Revision 1, DRAFT 2
Last modified on Sat. Oct 28 1995 by Resnick
Overview
This document has been prepared for the technical subcommittee of
PICS (Platform for Internet Content Selection). It defines a general
format for labels that permits them to be embedded in RFC-822 style
headers. It defines four methods by which PICS labels may be
transmitted:
IN A DOCUMENT
One or more labels may be embedded in a document. We specify the
format and note in particular how to use a META tag to embed labels
in html documents.
WITH A DOCUMENT
An http client can request that labels be
sent along with a document. A server can satisfy the request, by
sending the labels in http headers.
SEPARATELY
A client can request labels from a label server
that runs the http protocol. The labels may refer to items available
through protocols other than http, such as ftp, gopher, or netnews.
POSTING
A client may post labels to a label server that
runs the http protocol. The labels may refer to items avaiable
through prtocols other than http.
General Format
A label consists of a service identifier, label options,
and a rating. The service identifier tells who issued the
rating. Label options give additional properties of the document
being rated as well as the rating itself, such as the time the
document was rated. The rating itself is a set of attribute-value
pairs that describe a document along several dimensions.
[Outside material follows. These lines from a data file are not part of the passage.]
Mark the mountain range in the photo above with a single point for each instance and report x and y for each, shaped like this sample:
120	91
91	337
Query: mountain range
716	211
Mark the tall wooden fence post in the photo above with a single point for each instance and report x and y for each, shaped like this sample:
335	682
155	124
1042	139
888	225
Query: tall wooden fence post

The general format of a label is
service=(options...; rating=(...);)
Label options are as follows:
on = HTML-date
The date on which this rating was issued.
until = HTML-date
The date on which this rating expires.
for = [*]quotedURL
The URL of the item to which this rating applies. * indicates
that the label applies to all items matching the URL, which is useful
for assigning a rating to a site or directory.
by = quotedURL
The URL of the entity rating the item.
at = HTML-date
The last modification date of the item to which this rating
applies at the time the rating was assigned. This can serve as a
less expensive, but less reliable, alternative to the message
integrity check (MIC) options.
mic-md5 = Base64-string
A message integrity check (MIC) of the item being rated.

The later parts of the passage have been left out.